Guru Besar Ilmu Ekonomi ini juga mengingatkan pentingnya kesadaran kritis dan tanggung jawab etis dalam memanfaatkan teknologi.
“Kemajuan teknologi adalah keniscayaan, tetapi kebijaksanaan dalam menggunakannya adalah pilihan. Kita perlu membangun kecerdasan moral agar seimbang dengan kecerdasan digital,” pungkasnya.
Dalam paparannya, Dr. Sonny Zulhuda menjelaskan pentingnya memahami dinamika hubungan antara masyarakat, teknologi, dan tata kelola dalam era kecerdasan artifisial (AI). Menurutnya, AI kini telah berkembang pesat melalui teknologi seperti Generative AI yang melahirkan sistem mampu berpikir, belajar, dan membuat keputusan layaknya manusia.
Beliau menyoroti bahwa keberhasilan sistem seperti ChatGPT, Gemini, dan Copilot menunjukkan potensi besar AI dalam meningkatkan efisiensi, inovasi, dan layanan publik. Namun demikian, di balik manfaatnya, AI juga membawa tantangan serius seperti bias algoritma, privasi data, keamanan siber, dan penyalahgunaan teknologi oleh pihak kriminal.
“Teknologi AI harus dikembangkan dan diadopsi secara etis dan bertanggung jawab, dengan tetap menjunjung nilai-nilai kemanusiaan, keamanan, dan transparansi,” tegas Dr. Sonny, mengutip pandangan Perdana Menteri Malaysia, Dato’ Seri Anwar Ibrahim, mengenai pentingnya pedoman nasional dalam tata kelola AI.
Selain membahas kebijakan di Malaysia, Dr.

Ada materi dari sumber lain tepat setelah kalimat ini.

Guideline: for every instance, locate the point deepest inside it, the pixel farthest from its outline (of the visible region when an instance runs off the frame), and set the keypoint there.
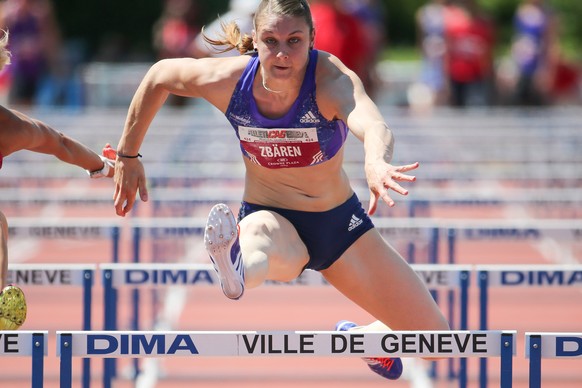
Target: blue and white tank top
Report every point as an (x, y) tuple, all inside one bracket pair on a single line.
[(301, 138)]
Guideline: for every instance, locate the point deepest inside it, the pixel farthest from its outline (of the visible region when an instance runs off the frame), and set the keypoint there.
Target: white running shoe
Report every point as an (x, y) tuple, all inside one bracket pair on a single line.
[(221, 241)]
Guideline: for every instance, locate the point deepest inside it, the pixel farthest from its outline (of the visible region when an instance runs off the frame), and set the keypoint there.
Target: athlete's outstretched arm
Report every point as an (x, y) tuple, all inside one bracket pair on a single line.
[(365, 121), (205, 78), (20, 132)]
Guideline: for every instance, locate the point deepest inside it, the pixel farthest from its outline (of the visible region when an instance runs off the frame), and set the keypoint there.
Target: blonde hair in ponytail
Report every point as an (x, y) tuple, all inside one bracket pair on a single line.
[(4, 52), (231, 38)]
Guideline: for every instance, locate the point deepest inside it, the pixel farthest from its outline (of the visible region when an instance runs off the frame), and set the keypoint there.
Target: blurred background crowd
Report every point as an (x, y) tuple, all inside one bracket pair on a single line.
[(419, 53)]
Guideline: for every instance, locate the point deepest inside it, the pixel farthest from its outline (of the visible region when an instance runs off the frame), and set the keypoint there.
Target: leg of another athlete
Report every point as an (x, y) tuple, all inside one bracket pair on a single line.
[(271, 248), (374, 276)]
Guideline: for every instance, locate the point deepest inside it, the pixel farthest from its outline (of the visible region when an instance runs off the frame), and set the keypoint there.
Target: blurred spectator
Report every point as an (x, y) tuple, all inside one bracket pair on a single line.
[(240, 11), (469, 54), (34, 43), (173, 34), (340, 33), (175, 29), (430, 23), (534, 52)]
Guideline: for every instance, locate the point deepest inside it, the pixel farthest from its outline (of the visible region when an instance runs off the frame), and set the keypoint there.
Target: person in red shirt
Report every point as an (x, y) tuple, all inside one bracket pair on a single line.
[(340, 33), (469, 53)]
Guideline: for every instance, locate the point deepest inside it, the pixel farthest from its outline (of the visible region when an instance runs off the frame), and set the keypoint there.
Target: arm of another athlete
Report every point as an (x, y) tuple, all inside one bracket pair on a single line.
[(20, 132), (210, 78), (343, 93)]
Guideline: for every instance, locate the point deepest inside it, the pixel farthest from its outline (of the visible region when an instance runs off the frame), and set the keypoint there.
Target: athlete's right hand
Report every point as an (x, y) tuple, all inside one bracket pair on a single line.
[(129, 178)]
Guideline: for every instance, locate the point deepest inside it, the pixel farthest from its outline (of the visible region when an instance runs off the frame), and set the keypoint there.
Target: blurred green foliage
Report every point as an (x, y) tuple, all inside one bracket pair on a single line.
[(94, 22)]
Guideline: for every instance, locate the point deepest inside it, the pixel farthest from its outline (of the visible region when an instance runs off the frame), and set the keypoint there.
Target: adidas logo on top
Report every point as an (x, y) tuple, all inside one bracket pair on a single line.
[(354, 223), (309, 117)]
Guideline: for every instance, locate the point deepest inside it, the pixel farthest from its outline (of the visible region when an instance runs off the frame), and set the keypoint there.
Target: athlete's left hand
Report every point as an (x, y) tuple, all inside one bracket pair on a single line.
[(381, 177)]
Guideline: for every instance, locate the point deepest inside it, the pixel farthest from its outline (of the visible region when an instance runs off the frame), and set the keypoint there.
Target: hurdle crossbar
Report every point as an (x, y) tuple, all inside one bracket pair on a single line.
[(28, 344), (549, 345), (141, 344), (520, 276)]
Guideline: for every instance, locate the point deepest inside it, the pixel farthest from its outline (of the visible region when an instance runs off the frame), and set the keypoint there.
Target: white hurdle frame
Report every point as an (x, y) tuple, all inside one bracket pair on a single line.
[(26, 343), (134, 344), (520, 276), (539, 345), (49, 275)]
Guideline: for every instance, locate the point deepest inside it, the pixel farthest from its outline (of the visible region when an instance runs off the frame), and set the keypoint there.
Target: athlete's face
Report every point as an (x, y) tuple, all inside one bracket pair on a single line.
[(283, 44)]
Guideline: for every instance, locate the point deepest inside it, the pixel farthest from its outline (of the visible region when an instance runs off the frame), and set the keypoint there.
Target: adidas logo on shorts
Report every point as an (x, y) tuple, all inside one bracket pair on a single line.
[(309, 117), (354, 223)]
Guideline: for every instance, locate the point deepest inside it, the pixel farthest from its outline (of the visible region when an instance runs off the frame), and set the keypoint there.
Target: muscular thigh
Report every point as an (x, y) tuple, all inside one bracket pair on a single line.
[(266, 232), (373, 275)]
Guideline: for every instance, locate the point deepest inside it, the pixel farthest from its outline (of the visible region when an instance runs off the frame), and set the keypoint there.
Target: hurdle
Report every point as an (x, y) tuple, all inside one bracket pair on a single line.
[(26, 343), (549, 345), (74, 229), (63, 274), (80, 275), (144, 344), (160, 275), (520, 276)]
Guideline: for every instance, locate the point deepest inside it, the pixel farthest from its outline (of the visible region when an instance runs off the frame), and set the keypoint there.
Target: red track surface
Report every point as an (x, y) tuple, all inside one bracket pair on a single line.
[(316, 308)]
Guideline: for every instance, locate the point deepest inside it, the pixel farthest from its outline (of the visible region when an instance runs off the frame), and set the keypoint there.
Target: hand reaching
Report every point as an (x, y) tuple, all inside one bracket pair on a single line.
[(382, 177)]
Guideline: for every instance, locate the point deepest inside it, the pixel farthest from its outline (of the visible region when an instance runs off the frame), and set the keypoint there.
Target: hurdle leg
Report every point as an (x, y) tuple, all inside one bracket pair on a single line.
[(66, 367), (535, 361), (506, 360), (37, 360)]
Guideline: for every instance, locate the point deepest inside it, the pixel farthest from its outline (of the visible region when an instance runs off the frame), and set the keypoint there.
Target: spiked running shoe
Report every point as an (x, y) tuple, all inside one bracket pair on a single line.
[(12, 308), (389, 368), (221, 241)]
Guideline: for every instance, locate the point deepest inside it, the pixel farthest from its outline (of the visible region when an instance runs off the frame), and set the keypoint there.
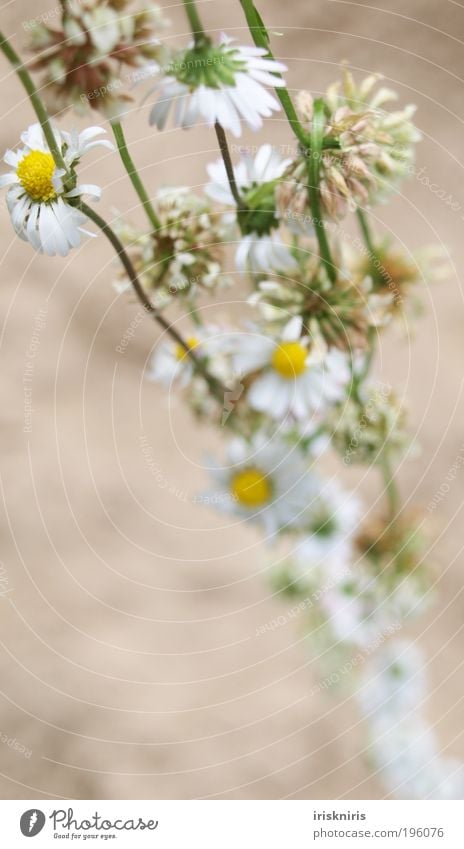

Sonny juga menguraikan perkembangan regulasi global seperti EU Artificial Intelligence Act, inisiatif UNESCO (2021) tentang etika AI, hingga ASEAN Responsible AI Roadmap 2025–2030. Ia menilai, Indonesia telah menunjukkan langkah positif melalui Strategi Nasional Kecerdasan Artifisial 2020–2045 yang menekankan nilai iman, kemanusiaan, keadilan, dan kearifan lokal.
Ia juga menyoroti pentingnya membangun kepercayaan publik terhadap AI melalui tata kelola yang transparan, perlindungan data pribadi, serta penghormatan terhadap keberagaman dan non-diskriminasi.
“AI tidak boleh menjadi instrumen ketidakadilan sosial. Justru harus menjadi sarana untuk memperkuat kesejahteraan dan keadilan,” jelas Sonny.
Menutup sesi, Dr. Sonny mengingatkan bahwa hukum tidak boleh tertinggal dari inovasi. “Selama ini, hukum selalu mengikuti teknologi. Namun dalam konteks AI, hukum harus bergerak cepat sebagai pengawal, bukan penghambat inovasi,” ujarnya.
Kegiatan ini mempertegas komitmen Universitas Widya Mataram dalam memperluas wawasan sivitas akademika terhadap isu-isu strategis global di bidang hukum, etika, dan tata kelola teknologi digital yang kian relevan di era transformasi digital.